Italian Folktales by Italo Calvino

  One day all five brothers happened to be together in the square of the Immacolatella, where a slave market was being held, with both dark Moorish girls and white girls for sale. Among the white girls stood out one who was especially beautiful. The minute the boys got back home they cried, “Father, Father!” (They no longer said “Papa.”)

  “What is it, my sons?”

  “We saw any number of beautiful slave girls. Shall we buy one?”

  “What!” said the father. “You want to bring a slut into the house? Indeed you won’t! If there’s an old woman among them, we’ll take her.”

  He went to the square himself, looked the slaves over, and spotted an old one among them—rather, she looked old just then from all the knocks she had taken and all the work forced on her, poor soul. “How much do you want for her?” the father asked the slave dealer.

  “One hundred ducats.”

  He paid, and they took her home. It wrung one’s heart watching that poor soul moving about in rags, so they bought her new clothes and put her in charge of the house.

  In the evening, as always, the sons attended the theater. But the old man never went out. When the poor woman saw the five brothers leave, she would sigh and weep. One evening after lighting the young gentlemen down the stairs, she came back up weeping, and the old gentleman closed the book he was reading and called to her.

  “Why do you always sigh and weep when you see my sons?”

  “Sir,” replied the slave woman, “if you knew what was in my heart you wouldn’t ask me!”

  “Sit down and tell me,” said the old man.

  “Well, I have never been the slave you bought me for. I was married to a farmer and had five sons like Your Honor’s . . . ” and she went on with her story. When she came to the part about going out for salad greens and being kidnapped by the Turks, the old man rose, embraced her, and covered her with kisses. “My wife, my wife, I am that very farmer, and the five boys are your own sons. One day, after years of suffering, since we thought you were dead, we came upon a fortune while plowing the field. So what the owl told you has come true.”

  Just imagine the good woman’s joy over miraculously finding her husband and sons after seventeen years of slavery. As they clasped one another relating past woes, their sons returned from the theater. Seeing the two old people lavishing so many caresses on one another, they said, “And he didn’t want us to buy a young woman!”

  “No, my sons,” said the father, “this is your mother, whom we mourned for so many years.”
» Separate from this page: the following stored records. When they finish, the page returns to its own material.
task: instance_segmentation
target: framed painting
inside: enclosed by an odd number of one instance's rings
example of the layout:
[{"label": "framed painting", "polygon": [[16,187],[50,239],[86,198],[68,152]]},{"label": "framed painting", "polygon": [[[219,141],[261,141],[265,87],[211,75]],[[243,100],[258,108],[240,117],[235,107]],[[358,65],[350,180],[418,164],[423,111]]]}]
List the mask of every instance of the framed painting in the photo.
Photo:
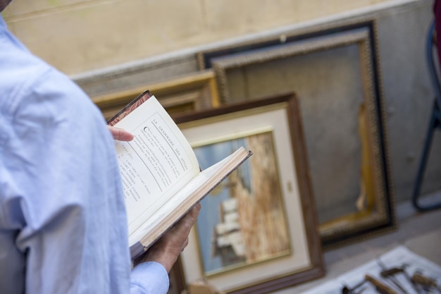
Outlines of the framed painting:
[{"label": "framed painting", "polygon": [[395,228],[385,106],[372,20],[200,52],[222,104],[299,94],[325,249]]},{"label": "framed painting", "polygon": [[251,156],[201,201],[180,261],[187,284],[263,293],[324,274],[294,94],[175,118],[201,169],[242,145]]},{"label": "framed painting", "polygon": [[167,111],[175,114],[216,107],[219,98],[214,73],[207,70],[156,84],[92,97],[106,119],[149,90]]}]

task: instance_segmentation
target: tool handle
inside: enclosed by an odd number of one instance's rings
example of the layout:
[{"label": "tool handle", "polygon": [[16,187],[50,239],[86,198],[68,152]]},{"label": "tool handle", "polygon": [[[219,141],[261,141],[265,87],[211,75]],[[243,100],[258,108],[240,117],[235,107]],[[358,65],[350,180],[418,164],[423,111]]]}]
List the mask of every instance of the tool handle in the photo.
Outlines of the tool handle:
[{"label": "tool handle", "polygon": [[368,281],[373,286],[375,286],[377,290],[381,294],[399,294],[394,289],[381,283],[380,281],[377,280],[372,276],[366,274],[364,278],[366,279],[366,281]]}]

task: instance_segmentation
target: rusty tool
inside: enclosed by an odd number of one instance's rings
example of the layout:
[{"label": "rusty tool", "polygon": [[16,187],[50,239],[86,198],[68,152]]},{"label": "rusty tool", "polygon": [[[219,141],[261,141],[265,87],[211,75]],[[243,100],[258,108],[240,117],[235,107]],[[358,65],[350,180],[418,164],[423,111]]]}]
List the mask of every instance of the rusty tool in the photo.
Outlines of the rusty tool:
[{"label": "rusty tool", "polygon": [[394,289],[389,287],[387,285],[385,285],[384,283],[381,283],[380,281],[377,280],[372,276],[366,274],[364,276],[364,278],[366,281],[372,283],[372,285],[375,287],[377,291],[378,291],[378,293],[380,294],[399,294]]},{"label": "rusty tool", "polygon": [[[383,267],[383,266],[381,266]],[[417,286],[416,283],[412,281],[411,277],[409,276],[406,269],[404,269],[405,265],[403,265],[400,267],[392,267],[391,269],[383,269],[381,271],[380,274],[385,278],[388,278],[390,281],[392,281],[397,287],[399,288],[403,293],[406,293],[407,291],[404,289],[404,288],[399,283],[398,280],[396,280],[395,276],[397,274],[403,274],[404,277],[411,283],[414,290],[415,290],[418,294],[421,293],[420,289]]]},{"label": "rusty tool", "polygon": [[357,293],[361,293],[364,289],[364,288],[359,289],[359,291],[356,291],[356,289],[359,288],[360,286],[361,286],[366,282],[366,280],[363,280],[360,283],[357,283],[354,287],[350,288],[348,286],[347,286],[346,285],[344,285],[343,286],[343,288],[342,288],[342,294],[357,294]]}]

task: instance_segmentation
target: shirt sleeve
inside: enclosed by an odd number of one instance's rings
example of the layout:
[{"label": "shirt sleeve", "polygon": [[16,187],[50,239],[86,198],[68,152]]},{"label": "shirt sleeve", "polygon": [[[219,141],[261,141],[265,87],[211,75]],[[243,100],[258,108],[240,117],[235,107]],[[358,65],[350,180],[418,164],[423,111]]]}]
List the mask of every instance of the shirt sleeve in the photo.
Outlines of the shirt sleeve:
[{"label": "shirt sleeve", "polygon": [[144,262],[136,266],[130,280],[130,294],[166,294],[168,290],[167,271],[158,262]]}]

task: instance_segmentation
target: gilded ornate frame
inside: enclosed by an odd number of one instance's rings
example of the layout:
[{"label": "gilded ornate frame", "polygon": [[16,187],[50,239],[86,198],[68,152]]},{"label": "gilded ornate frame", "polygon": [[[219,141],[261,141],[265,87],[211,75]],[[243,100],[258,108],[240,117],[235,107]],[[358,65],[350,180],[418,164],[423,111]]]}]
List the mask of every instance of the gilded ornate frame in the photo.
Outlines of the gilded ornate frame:
[{"label": "gilded ornate frame", "polygon": [[105,118],[109,118],[139,93],[149,90],[170,115],[217,107],[217,84],[211,70],[154,84],[92,97]]},{"label": "gilded ornate frame", "polygon": [[322,26],[291,36],[197,54],[199,67],[212,67],[216,73],[221,103],[230,104],[235,97],[228,90],[228,70],[353,45],[359,51],[364,104],[359,114],[359,135],[362,157],[367,164],[362,166],[361,182],[367,182],[371,192],[365,200],[366,204],[358,212],[320,223],[320,234],[325,248],[388,231],[396,226],[375,21],[368,19]]},{"label": "gilded ornate frame", "polygon": [[[289,207],[285,212],[291,247],[289,254],[212,274],[207,274],[201,265],[194,228],[189,237],[189,245],[180,256],[185,283],[204,278],[227,293],[259,294],[322,276],[325,269],[297,97],[292,93],[268,97],[179,116],[175,120],[195,147],[236,137],[252,137],[271,130],[278,171],[273,173],[277,174],[276,181],[280,183],[284,209]],[[259,178],[257,180],[257,178],[254,178],[253,183],[258,183],[260,187],[267,176],[265,169],[256,168],[259,162],[266,162],[266,154],[254,154],[248,161],[255,161],[254,164],[250,163],[250,169],[255,171],[254,175]],[[256,169],[263,173],[258,173]],[[233,194],[235,191],[232,190]],[[271,193],[268,194],[267,197],[272,197]],[[246,215],[248,209],[245,209]],[[210,214],[208,216],[210,217]],[[253,226],[259,226],[257,223]]]}]

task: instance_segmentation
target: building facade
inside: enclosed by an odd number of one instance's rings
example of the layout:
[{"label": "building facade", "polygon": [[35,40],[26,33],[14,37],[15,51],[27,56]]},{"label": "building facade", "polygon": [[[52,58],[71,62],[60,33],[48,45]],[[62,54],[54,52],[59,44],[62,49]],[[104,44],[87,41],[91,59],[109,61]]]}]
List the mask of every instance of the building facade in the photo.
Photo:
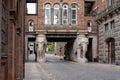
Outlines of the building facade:
[{"label": "building facade", "polygon": [[120,65],[120,0],[99,0],[99,61]]},{"label": "building facade", "polygon": [[0,80],[24,75],[24,0],[0,0]]},{"label": "building facade", "polygon": [[[32,12],[29,9],[30,4],[35,9]],[[71,42],[73,43],[78,35],[87,35],[87,58],[89,61],[96,60],[96,5],[95,0],[26,0],[26,60],[30,53],[29,44],[34,44],[38,35],[44,35],[47,42],[69,43],[66,47],[72,46]]]}]

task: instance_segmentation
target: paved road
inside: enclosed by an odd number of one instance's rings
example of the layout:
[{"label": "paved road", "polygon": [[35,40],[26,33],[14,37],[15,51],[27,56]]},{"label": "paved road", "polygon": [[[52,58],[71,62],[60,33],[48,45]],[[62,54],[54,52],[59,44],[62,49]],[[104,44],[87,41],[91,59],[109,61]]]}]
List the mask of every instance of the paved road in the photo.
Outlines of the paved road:
[{"label": "paved road", "polygon": [[46,59],[46,63],[26,63],[25,80],[120,80],[118,66],[68,62],[53,55]]}]

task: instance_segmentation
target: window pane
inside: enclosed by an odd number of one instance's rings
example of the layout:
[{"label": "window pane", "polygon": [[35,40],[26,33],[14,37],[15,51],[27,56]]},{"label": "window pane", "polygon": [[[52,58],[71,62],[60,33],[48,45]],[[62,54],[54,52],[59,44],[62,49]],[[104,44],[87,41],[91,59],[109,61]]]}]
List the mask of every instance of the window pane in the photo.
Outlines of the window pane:
[{"label": "window pane", "polygon": [[59,5],[56,4],[54,6],[54,24],[59,24],[59,16],[60,16]]},{"label": "window pane", "polygon": [[50,7],[50,4],[45,5],[45,24],[51,24],[51,7]]},{"label": "window pane", "polygon": [[27,14],[37,14],[36,3],[27,3]]},{"label": "window pane", "polygon": [[64,10],[64,11],[63,11],[63,18],[64,18],[64,19],[67,19],[67,10]]},{"label": "window pane", "polygon": [[29,31],[33,31],[34,30],[34,23],[33,21],[29,22]]},{"label": "window pane", "polygon": [[72,24],[76,24],[76,20],[72,20]]},{"label": "window pane", "polygon": [[74,4],[71,8],[71,23],[77,24],[77,6]]}]

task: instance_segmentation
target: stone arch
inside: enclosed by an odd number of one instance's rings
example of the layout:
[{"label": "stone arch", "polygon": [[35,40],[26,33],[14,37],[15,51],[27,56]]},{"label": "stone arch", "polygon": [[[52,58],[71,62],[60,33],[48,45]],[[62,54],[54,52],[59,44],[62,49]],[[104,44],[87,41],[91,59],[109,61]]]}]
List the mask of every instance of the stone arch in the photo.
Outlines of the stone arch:
[{"label": "stone arch", "polygon": [[92,31],[92,20],[87,21],[87,28],[88,28],[88,32]]},{"label": "stone arch", "polygon": [[115,39],[109,37],[105,40],[105,54],[107,57],[107,62],[110,64],[115,64]]},{"label": "stone arch", "polygon": [[28,21],[28,31],[30,32],[34,31],[34,20],[32,19]]}]

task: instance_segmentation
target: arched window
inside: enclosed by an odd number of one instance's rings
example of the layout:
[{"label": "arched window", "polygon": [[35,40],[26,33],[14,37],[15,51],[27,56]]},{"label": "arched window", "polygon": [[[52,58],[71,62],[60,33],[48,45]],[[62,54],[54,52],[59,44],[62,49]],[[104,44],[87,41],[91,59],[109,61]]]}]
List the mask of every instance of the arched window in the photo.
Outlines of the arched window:
[{"label": "arched window", "polygon": [[51,6],[50,6],[50,4],[45,5],[45,24],[51,24]]},{"label": "arched window", "polygon": [[71,7],[71,24],[77,24],[77,5],[72,4]]},{"label": "arched window", "polygon": [[87,27],[88,27],[88,32],[91,32],[92,31],[92,21],[88,21]]},{"label": "arched window", "polygon": [[33,21],[29,21],[29,31],[30,32],[34,31],[34,22]]},{"label": "arched window", "polygon": [[68,24],[68,5],[64,4],[62,9],[62,24]]},{"label": "arched window", "polygon": [[60,6],[58,4],[54,5],[54,24],[60,23]]}]

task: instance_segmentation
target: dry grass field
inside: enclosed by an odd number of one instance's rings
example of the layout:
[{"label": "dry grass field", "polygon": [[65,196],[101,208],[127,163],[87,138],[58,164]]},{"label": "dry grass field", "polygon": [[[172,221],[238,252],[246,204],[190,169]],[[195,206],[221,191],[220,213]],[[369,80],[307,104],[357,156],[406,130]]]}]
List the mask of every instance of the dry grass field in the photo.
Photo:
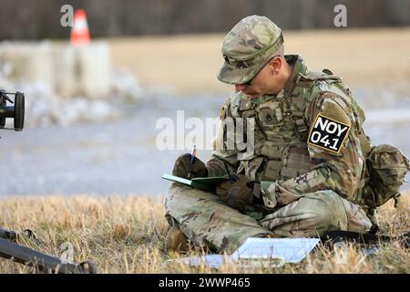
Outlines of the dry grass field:
[{"label": "dry grass field", "polygon": [[[227,31],[228,32],[228,31]],[[314,70],[323,68],[353,88],[410,90],[410,28],[284,31],[285,53],[301,55]],[[144,85],[179,94],[230,93],[218,81],[224,34],[109,39],[112,62]]]},{"label": "dry grass field", "polygon": [[[410,192],[395,209],[393,202],[379,212],[381,231],[390,235],[410,229]],[[41,243],[24,245],[60,256],[60,246],[74,246],[74,261],[90,259],[100,273],[410,273],[410,254],[397,242],[364,256],[358,246],[327,249],[319,245],[300,264],[281,268],[250,268],[227,262],[220,269],[190,267],[169,261],[187,255],[167,255],[167,223],[162,198],[129,197],[8,197],[0,200],[0,226],[21,232],[31,228]],[[342,253],[342,254],[341,254]],[[189,255],[200,255],[192,250]],[[344,262],[338,258],[343,256]],[[0,259],[0,273],[30,273],[30,267]]]}]

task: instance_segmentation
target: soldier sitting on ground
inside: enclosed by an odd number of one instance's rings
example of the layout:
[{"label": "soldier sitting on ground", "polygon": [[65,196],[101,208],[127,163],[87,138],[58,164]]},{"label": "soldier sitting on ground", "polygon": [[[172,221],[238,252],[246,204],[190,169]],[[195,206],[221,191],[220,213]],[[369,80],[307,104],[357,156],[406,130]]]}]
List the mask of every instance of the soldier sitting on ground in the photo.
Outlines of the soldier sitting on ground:
[{"label": "soldier sitting on ground", "polygon": [[[184,154],[173,174],[229,171],[236,180],[220,183],[215,193],[174,182],[165,200],[167,249],[186,249],[188,239],[220,252],[252,236],[374,230],[376,205],[364,199],[373,193],[366,179],[372,147],[349,88],[330,70],[312,72],[301,57],[283,55],[282,31],[264,16],[239,22],[225,36],[222,55],[218,78],[235,91],[222,107],[212,157],[191,163]],[[253,129],[243,129],[254,140],[251,152],[228,147],[232,136],[223,121],[237,118],[254,120]]]}]

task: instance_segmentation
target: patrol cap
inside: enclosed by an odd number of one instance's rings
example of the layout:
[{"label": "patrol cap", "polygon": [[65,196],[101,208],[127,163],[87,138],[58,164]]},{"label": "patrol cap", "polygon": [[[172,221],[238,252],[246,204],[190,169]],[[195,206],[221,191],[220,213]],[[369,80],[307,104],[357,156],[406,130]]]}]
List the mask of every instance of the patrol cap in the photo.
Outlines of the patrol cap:
[{"label": "patrol cap", "polygon": [[225,36],[225,60],[218,79],[229,84],[251,80],[283,44],[282,30],[265,16],[251,16],[241,20]]}]

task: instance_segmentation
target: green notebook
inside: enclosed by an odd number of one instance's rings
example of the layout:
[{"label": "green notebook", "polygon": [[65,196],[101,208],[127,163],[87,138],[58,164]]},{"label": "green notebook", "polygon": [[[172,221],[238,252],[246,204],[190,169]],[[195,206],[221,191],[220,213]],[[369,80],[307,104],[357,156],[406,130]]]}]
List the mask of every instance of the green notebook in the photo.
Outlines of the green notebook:
[{"label": "green notebook", "polygon": [[225,176],[212,176],[212,177],[196,177],[191,180],[184,179],[182,177],[167,174],[164,173],[162,178],[168,181],[179,182],[182,184],[186,184],[191,186],[195,189],[200,189],[202,191],[214,191],[215,185],[220,182],[229,181],[230,177],[228,175]]}]

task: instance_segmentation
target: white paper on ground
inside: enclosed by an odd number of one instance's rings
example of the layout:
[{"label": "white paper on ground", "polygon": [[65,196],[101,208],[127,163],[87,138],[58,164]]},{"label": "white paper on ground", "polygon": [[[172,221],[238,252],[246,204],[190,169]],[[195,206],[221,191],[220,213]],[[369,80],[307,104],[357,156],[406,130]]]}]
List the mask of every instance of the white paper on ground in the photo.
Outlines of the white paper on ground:
[{"label": "white paper on ground", "polygon": [[[276,266],[284,263],[301,262],[319,243],[319,238],[248,238],[232,256],[208,255],[203,256],[190,256],[177,259],[178,263],[184,263],[197,266],[202,264],[213,268],[220,266],[224,260],[232,262],[246,262],[249,260],[272,261]],[[255,262],[256,263],[256,262]]]},{"label": "white paper on ground", "polygon": [[299,263],[319,243],[319,238],[248,238],[232,254],[234,260],[283,258]]},{"label": "white paper on ground", "polygon": [[[225,260],[231,260],[231,256],[225,256]],[[202,264],[210,267],[220,267],[222,266],[224,261],[224,256],[222,255],[207,255],[203,256],[190,256],[182,257],[175,260],[177,263],[183,263],[192,266],[198,266]]]}]

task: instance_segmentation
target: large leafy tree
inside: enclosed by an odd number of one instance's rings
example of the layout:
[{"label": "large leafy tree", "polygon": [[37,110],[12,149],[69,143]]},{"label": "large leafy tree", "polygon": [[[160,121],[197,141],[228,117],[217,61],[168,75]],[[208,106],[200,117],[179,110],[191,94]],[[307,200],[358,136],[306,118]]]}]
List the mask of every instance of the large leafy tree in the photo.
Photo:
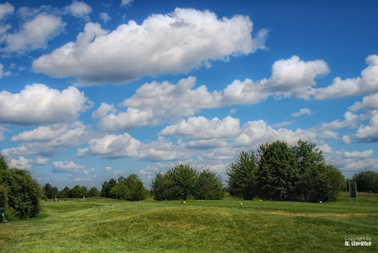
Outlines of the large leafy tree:
[{"label": "large leafy tree", "polygon": [[[299,168],[297,193],[300,196],[303,196],[305,199],[308,197],[307,193],[311,190],[306,177],[319,171],[316,165],[324,164],[325,159],[322,151],[319,151],[316,144],[309,143],[302,140],[298,140],[297,144],[297,145],[291,147]],[[313,170],[313,171],[310,171]]]},{"label": "large leafy tree", "polygon": [[146,199],[148,195],[143,182],[135,174],[131,174],[126,179],[125,183],[130,189],[130,193],[127,200],[138,201]]},{"label": "large leafy tree", "polygon": [[168,199],[167,178],[161,171],[156,173],[155,175],[155,179],[150,183],[151,196],[153,196],[155,200],[167,200]]},{"label": "large leafy tree", "polygon": [[127,200],[130,197],[130,190],[124,182],[118,184],[110,190],[110,197],[114,199]]},{"label": "large leafy tree", "polygon": [[116,185],[117,181],[114,178],[111,179],[108,182],[106,181],[104,182],[102,185],[102,188],[101,189],[101,195],[100,196],[101,197],[110,197],[110,190]]},{"label": "large leafy tree", "polygon": [[272,200],[297,198],[299,168],[297,160],[284,142],[260,146],[258,170],[259,196]]},{"label": "large leafy tree", "polygon": [[186,200],[194,198],[197,174],[189,165],[182,164],[169,170],[166,173],[167,199]]},{"label": "large leafy tree", "polygon": [[324,164],[313,165],[302,175],[306,182],[306,195],[310,201],[335,201],[338,194],[345,190],[345,179],[335,166]]},{"label": "large leafy tree", "polygon": [[357,182],[359,191],[378,193],[378,173],[371,170],[366,170],[355,173],[351,181]]},{"label": "large leafy tree", "polygon": [[[43,190],[45,194],[48,199],[52,199],[56,196],[56,191],[55,188],[53,187],[50,183],[47,183],[45,186],[42,187],[42,190]],[[57,189],[57,188],[56,188]]]},{"label": "large leafy tree", "polygon": [[0,197],[4,205],[2,207],[5,207],[8,217],[20,219],[38,214],[41,209],[40,200],[45,197],[40,187],[32,178],[29,171],[16,168],[9,169],[5,157],[1,154]]},{"label": "large leafy tree", "polygon": [[195,185],[196,199],[223,199],[225,197],[222,178],[208,169],[200,173]]},{"label": "large leafy tree", "polygon": [[239,156],[235,163],[226,170],[229,179],[228,190],[230,194],[243,199],[253,199],[257,194],[257,171],[256,156],[254,152],[244,150]]},{"label": "large leafy tree", "polygon": [[70,188],[66,186],[60,193],[58,193],[56,197],[59,198],[64,198],[70,197]]},{"label": "large leafy tree", "polygon": [[88,197],[99,197],[100,192],[97,187],[94,186],[89,189],[88,191]]}]

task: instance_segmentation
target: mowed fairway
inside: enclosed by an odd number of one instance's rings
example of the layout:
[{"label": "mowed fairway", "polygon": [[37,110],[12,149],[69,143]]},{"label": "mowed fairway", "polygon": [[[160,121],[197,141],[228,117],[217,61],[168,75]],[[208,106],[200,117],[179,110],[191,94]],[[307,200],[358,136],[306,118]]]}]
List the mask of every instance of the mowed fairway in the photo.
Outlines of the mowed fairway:
[{"label": "mowed fairway", "polygon": [[[0,224],[0,252],[378,252],[378,195],[358,201],[49,200],[37,217]],[[345,246],[346,236],[372,244]]]}]

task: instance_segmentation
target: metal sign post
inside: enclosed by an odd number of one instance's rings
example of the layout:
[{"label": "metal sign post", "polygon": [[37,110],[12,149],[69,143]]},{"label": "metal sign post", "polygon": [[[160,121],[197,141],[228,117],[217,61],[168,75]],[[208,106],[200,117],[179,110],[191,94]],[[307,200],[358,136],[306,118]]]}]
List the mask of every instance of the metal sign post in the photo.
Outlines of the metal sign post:
[{"label": "metal sign post", "polygon": [[356,204],[358,205],[357,201],[357,182],[349,182],[349,203],[352,204],[352,198],[356,198]]}]

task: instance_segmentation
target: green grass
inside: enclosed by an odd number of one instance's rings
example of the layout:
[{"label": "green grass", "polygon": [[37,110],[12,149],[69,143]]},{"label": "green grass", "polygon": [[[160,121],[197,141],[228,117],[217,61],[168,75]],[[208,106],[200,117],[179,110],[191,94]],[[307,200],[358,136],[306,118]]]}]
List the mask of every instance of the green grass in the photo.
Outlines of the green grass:
[{"label": "green grass", "polygon": [[[37,217],[0,224],[0,252],[378,252],[378,195],[359,194],[357,205],[346,194],[322,204],[49,200]],[[372,245],[345,246],[345,236]]]}]

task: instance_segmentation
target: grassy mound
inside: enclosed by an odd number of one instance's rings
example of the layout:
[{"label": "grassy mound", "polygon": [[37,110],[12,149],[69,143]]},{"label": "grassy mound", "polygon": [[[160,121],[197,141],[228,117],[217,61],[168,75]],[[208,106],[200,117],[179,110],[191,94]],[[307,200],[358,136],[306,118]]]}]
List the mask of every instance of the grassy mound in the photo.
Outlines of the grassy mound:
[{"label": "grassy mound", "polygon": [[[377,252],[378,195],[358,198],[358,205],[344,196],[322,204],[49,200],[38,217],[1,224],[0,252]],[[372,245],[344,245],[356,236]]]}]

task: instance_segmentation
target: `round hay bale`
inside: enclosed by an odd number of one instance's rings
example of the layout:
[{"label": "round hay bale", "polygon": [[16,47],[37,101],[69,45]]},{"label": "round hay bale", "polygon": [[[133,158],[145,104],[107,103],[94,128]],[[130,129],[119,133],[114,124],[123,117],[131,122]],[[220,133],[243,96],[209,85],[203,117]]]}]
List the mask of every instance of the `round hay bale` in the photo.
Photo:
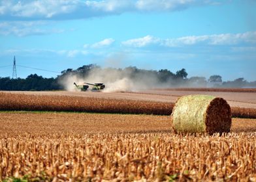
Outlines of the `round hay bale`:
[{"label": "round hay bale", "polygon": [[172,120],[176,133],[227,133],[231,127],[231,109],[222,98],[185,96],[175,103]]}]

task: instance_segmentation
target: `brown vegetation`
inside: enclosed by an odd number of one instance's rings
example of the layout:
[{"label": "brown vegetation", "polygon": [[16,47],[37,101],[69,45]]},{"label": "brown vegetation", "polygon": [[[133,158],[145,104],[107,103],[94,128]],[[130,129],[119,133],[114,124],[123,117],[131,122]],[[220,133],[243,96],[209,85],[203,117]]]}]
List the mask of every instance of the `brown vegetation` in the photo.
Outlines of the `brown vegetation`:
[{"label": "brown vegetation", "polygon": [[219,136],[174,135],[166,116],[2,112],[0,116],[2,180],[256,180],[256,135],[249,133],[256,131],[256,120],[234,118],[231,132],[242,133]]},{"label": "brown vegetation", "polygon": [[[0,92],[0,110],[71,111],[170,115],[174,104],[157,101]],[[231,107],[232,117],[256,118],[256,109]]]},{"label": "brown vegetation", "polygon": [[255,137],[161,133],[7,137],[0,140],[0,178],[255,181]]},{"label": "brown vegetation", "polygon": [[128,99],[0,92],[0,110],[170,115],[173,104]]},{"label": "brown vegetation", "polygon": [[256,92],[253,88],[173,88],[156,89],[159,90],[200,91],[200,92]]}]

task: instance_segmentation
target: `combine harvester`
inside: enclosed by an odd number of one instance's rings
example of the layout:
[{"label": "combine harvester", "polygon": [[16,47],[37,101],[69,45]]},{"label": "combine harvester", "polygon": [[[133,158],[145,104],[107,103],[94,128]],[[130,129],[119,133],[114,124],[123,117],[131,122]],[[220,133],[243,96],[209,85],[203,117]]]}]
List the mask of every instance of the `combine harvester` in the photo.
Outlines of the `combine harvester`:
[{"label": "combine harvester", "polygon": [[84,83],[84,84],[76,84],[75,83],[74,83],[74,84],[76,86],[77,88],[80,90],[81,91],[88,91],[89,88],[89,85],[93,86],[93,88],[91,88],[91,91],[101,91],[105,88],[105,85],[103,83]]}]

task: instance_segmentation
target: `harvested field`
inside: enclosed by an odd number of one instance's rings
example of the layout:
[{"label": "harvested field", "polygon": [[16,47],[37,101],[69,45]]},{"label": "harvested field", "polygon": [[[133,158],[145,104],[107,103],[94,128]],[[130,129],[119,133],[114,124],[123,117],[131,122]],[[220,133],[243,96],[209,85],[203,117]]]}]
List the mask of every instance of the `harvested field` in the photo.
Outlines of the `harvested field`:
[{"label": "harvested field", "polygon": [[128,99],[0,92],[0,110],[76,111],[170,115],[173,104]]},{"label": "harvested field", "polygon": [[[0,137],[172,132],[170,116],[20,111],[0,116]],[[231,132],[256,132],[256,119],[232,118]]]},{"label": "harvested field", "polygon": [[[227,90],[222,92],[202,91],[202,88],[197,89],[155,89],[141,90],[139,92],[2,92],[3,93],[25,94],[29,95],[47,95],[47,96],[78,96],[84,98],[97,98],[104,99],[131,99],[139,101],[151,101],[164,103],[175,103],[177,99],[185,95],[203,94],[212,95],[219,97],[227,101],[231,107],[242,108],[256,109],[256,92],[231,92],[232,90]],[[208,88],[207,88],[208,89]],[[236,90],[238,91],[239,89]]]},{"label": "harvested field", "polygon": [[[172,103],[0,92],[0,110],[170,115]],[[256,109],[231,107],[234,117],[256,118]],[[234,114],[233,114],[234,113]]]},{"label": "harvested field", "polygon": [[231,131],[241,133],[219,136],[174,135],[165,116],[0,116],[2,180],[256,180],[256,120],[233,119]]},{"label": "harvested field", "polygon": [[256,92],[253,88],[173,88],[155,89],[159,90],[178,90],[178,91],[202,91],[202,92]]}]

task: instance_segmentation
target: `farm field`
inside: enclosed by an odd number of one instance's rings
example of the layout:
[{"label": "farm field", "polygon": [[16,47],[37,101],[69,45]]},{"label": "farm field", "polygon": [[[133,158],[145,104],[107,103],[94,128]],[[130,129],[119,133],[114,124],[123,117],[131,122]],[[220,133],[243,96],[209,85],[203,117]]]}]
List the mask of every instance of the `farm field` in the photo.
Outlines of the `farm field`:
[{"label": "farm field", "polygon": [[0,116],[2,179],[256,179],[256,120],[233,118],[232,133],[219,136],[175,135],[167,116]]},{"label": "farm field", "polygon": [[173,103],[149,99],[164,93],[10,93],[0,92],[0,181],[256,181],[256,119],[233,118],[222,136],[174,134]]},{"label": "farm field", "polygon": [[223,98],[231,107],[256,109],[256,89],[153,89],[139,92],[3,92],[4,93],[25,94],[32,95],[50,95],[78,96],[87,98],[133,99],[157,102],[175,103],[182,96],[189,94],[206,94]]},{"label": "farm field", "polygon": [[[174,105],[171,102],[151,100],[65,96],[56,93],[55,95],[44,94],[44,92],[39,94],[29,93],[0,92],[0,110],[170,115]],[[256,118],[256,109],[231,107],[231,111],[233,117]]]},{"label": "farm field", "polygon": [[[172,133],[170,116],[55,112],[0,112],[0,136]],[[256,132],[256,119],[232,118],[231,132]]]}]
  Just imagine the sons! Over and over they embraced and kissed her, saying, “Mamma, you’ve worked and suffered quite enough. From now on you will command and enjoy every luxury.”

  Maids and servants came and dressed her as the great lady she actually was, with a muff for winter and a fan for summer.

  Thus they lived in peace and contentment, spending their old age in the lap of luxury.

  (Terra d’Otranto)


  The Siren Wife

  There was once a beautiful woman married to a mariner. This mariner used to sail off and stay for years at a time and once, while he was away, a king of the region fell in love with his wife and finally persuaded her to run away with him. When the mariner got back, he found the house empty. Time passed, and the king tired of the woman and dismissed her. Repentant, she returned to her husband and begged his forgiveness on bended knee.

  Although he still loved her as much as ever, the mariner was so offended by her faithlessness that he turned his back on her, saying, “I’ll never forgive you. You’ll get the punishment you deserve. Prepare to die.”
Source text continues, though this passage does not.